Consider a collection $\Sigma$ of subsets of $\mathbb{R}^d$ such that
- $A, B \in \Sigma \implies (A \cup B \in \Sigma \hspace{0.3mm} \text{ and } A \cap B \in \Sigma \hspace{0.3mm} \text{ and } A \setminus B \in \Sigma).$
- $\Sigma$ is closed under countable unions and countable intersections.
- If $A$ is either open or closed in the usual topology of $\mathbb{R}^d$, then $A \in \Sigma$.
- If $A \in \Sigma$ and $c \in \mathbb{R}^d$, then $c + A \in \Sigma$.
where $x \in c + A \iff x-c \in A$. Also, consider a function $\mu : \Sigma \to [0,+\infty]$ such that
- $\mu([0,1]^d) = 1$.
- $\mu(\varnothing) = 0$.
- If $A \in \Sigma$ and $c \in \mathbb{R}^d$, then $\mu(c+A) = \mu(A)$.
- $\mu$ is countably additive on $\Sigma$.

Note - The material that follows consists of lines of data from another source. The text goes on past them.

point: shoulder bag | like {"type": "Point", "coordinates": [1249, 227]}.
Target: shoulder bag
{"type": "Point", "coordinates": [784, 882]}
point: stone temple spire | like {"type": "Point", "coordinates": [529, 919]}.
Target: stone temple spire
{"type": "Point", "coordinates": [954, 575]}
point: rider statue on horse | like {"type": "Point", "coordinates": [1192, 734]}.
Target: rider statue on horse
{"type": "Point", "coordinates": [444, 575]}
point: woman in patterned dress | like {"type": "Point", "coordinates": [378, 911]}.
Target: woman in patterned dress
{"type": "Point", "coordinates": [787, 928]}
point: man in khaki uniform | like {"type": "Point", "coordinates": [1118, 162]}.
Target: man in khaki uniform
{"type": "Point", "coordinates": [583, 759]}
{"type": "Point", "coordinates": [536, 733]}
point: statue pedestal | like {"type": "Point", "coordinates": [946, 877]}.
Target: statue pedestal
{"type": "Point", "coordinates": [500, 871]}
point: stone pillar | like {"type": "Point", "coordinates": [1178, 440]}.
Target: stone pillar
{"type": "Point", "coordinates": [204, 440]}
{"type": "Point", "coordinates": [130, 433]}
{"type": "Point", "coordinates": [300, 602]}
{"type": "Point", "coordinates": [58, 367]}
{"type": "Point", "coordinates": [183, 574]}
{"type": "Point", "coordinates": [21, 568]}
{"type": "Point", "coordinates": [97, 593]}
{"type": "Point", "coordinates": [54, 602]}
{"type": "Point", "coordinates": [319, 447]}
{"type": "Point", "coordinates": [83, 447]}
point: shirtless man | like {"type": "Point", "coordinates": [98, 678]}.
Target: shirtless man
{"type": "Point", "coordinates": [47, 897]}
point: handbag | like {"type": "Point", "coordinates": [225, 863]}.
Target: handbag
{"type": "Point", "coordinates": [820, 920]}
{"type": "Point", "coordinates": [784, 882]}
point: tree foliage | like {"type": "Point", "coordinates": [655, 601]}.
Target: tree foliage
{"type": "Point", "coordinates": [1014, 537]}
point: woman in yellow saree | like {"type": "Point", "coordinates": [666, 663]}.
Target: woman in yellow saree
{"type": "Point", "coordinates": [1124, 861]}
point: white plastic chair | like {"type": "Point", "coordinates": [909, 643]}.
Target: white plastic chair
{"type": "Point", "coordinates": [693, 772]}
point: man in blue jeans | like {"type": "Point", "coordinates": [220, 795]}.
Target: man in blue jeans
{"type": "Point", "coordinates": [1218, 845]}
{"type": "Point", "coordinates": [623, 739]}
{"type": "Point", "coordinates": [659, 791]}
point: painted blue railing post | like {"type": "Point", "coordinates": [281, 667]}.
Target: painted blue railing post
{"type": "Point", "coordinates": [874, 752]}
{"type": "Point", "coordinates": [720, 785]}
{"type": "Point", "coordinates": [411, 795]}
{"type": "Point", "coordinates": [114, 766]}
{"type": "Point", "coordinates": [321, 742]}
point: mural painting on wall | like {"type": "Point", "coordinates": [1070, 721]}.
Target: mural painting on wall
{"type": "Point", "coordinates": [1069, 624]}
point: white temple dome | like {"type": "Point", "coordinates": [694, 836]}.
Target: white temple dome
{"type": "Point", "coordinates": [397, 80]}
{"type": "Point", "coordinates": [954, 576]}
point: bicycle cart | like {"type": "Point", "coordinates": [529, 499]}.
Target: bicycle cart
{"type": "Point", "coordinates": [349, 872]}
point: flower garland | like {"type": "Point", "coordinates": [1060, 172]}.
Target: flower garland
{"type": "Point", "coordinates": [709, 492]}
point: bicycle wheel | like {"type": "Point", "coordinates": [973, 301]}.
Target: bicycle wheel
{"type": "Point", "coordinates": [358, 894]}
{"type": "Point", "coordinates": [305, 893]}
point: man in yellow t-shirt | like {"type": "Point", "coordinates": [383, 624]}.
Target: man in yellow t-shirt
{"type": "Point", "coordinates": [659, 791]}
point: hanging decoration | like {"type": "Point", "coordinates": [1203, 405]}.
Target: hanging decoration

Then, if I'm not mistaken, it can be shown that
If $A \in \Sigma$ and $A$ is Lebesgue measurable, then $\mu(A) = m(A)$ where $m$ is the Lebesgue measure.
Loosely speaking, my question is what if $A$ is not Lebesgue measurable?
Is it possible that a non- Lebesgue measurable set $A$ can be in $\Sigma$, or would this automatically contradict disjoint additivity?
Is it possible that $\mu(A)$ is not equal to the Lebesgue outer measure when $A \in \Sigma$ and $A$ is not Lebesgue measurable?
An outline of a proof would be beautiful. If that's not feasible, then a reference would also be greatly appreciated. Thank you for any insight on the matter.